Director: Michael Felker
Writer: Michael Felker
Stars: Adam David Thompson, Riley Dandy, Chloe Skoczen
Synopsis: In order to escape police after a robbery, two estranged siblings lay low in a farmhouse that hides them away in a different time. There they reckon with a mysterious force that pushes their familial bonds to unnatural breaking points.
Joseph (Adam David Thompson) let his sister Sidney (Riley Dandy) down years ago when he abandoned her after she was arrested. Years later, he comes back into her life with a strange but foolproof plan. Commit a robbery and disappear through time in a house derelict and abandoned in the present but used as gateway getaway in the past to lay low. Sid is in debt with her pawn shop, and she has a young daughter, Steph, to support. As outlandish as it sounds, she’s willing to give Joseph the benefit of the doubt and meets with him at a diner to quietly skip ‘time’ and suspicion. The deal is fourteen days whenever they will be and then they return to their new cashed up lives.

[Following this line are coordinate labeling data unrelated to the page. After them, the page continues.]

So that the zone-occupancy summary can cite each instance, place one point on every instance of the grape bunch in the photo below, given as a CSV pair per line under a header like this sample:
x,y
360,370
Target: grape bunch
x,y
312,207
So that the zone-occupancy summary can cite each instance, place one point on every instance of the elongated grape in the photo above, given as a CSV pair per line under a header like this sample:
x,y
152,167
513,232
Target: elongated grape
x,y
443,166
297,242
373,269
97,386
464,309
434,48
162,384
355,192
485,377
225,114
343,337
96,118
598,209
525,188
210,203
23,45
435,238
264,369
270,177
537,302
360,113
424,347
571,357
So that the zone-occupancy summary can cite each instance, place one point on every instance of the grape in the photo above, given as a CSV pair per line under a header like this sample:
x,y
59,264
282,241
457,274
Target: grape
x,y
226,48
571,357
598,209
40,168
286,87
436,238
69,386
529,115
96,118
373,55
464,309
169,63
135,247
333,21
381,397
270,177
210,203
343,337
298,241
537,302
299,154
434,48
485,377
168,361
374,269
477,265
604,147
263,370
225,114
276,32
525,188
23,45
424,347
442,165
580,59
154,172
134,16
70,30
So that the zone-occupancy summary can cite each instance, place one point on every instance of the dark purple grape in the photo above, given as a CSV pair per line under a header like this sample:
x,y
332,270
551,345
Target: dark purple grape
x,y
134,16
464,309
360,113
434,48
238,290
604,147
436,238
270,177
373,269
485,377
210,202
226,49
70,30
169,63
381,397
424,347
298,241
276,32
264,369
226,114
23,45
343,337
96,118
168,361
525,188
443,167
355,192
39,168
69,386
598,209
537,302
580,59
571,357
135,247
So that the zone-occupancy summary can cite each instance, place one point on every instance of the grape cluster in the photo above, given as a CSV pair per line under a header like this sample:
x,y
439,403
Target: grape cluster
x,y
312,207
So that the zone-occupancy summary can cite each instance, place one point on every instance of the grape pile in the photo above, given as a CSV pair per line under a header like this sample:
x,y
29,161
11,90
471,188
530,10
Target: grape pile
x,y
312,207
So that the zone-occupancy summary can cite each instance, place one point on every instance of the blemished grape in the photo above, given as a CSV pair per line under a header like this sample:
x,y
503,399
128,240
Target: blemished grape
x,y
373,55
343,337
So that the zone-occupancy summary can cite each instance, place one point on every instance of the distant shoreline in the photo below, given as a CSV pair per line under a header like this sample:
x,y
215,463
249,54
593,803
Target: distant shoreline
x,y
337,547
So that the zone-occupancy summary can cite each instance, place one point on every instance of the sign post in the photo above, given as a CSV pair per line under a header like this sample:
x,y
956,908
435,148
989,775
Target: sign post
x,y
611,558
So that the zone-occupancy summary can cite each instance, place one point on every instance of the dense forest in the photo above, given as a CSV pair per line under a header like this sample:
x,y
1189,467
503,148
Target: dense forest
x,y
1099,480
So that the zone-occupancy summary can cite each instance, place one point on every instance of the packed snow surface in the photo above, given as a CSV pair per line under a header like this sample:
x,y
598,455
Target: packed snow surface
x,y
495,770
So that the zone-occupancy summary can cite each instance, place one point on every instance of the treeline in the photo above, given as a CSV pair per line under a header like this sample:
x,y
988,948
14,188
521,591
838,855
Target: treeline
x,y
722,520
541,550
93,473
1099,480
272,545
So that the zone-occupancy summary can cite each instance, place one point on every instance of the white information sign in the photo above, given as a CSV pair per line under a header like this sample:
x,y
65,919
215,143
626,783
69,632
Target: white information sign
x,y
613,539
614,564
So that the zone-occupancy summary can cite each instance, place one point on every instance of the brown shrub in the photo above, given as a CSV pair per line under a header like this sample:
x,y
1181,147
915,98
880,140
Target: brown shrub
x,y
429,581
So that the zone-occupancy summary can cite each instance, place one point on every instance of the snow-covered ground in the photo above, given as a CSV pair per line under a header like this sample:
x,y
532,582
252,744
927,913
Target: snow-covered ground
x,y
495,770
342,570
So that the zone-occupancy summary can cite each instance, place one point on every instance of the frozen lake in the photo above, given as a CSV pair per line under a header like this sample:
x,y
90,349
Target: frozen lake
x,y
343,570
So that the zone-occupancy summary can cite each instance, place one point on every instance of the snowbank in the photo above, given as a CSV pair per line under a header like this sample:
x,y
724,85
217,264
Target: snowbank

Writer/director Michael Felker is best known for his work editing Aaron Moorhead and Justin Benson’s features Something in the Dirt and The Endless and his debut feature has some hallmarks of Moorhead and Benson’s twistier and grounded indie science fiction masterworks. A general acceptance that the realm the characters enter is possible, probably, or simply factual. Time and dimensional travel exist. The mysteries inside the mystery are more potent.
Heading through cornfields, Joe and Sid find the derelict house. They are armed ready for anything they might encounter along the way, and prepared to perform the ritual given to Joe by one of his contacts he met through his bar. Clock hands are moved, a rotary telephone is dialed, and a door opens. The siblings are transported through time to the same house, but it is now over thirty years in the past and the house is clean and the refrigerator refills. The days pass and Joe and Sid begin to heal their fractured relationship. As the date moves towards their exit time something happens – they find they are trapped by the Gyre. They must remain in the house to stop an unwanted visitor intent on using the portal. There is no escape. They will either be ‘reset’ and removed from time entirely, or they stay and do what the disembodied voices known as the left and right vise command from two cassette tapes.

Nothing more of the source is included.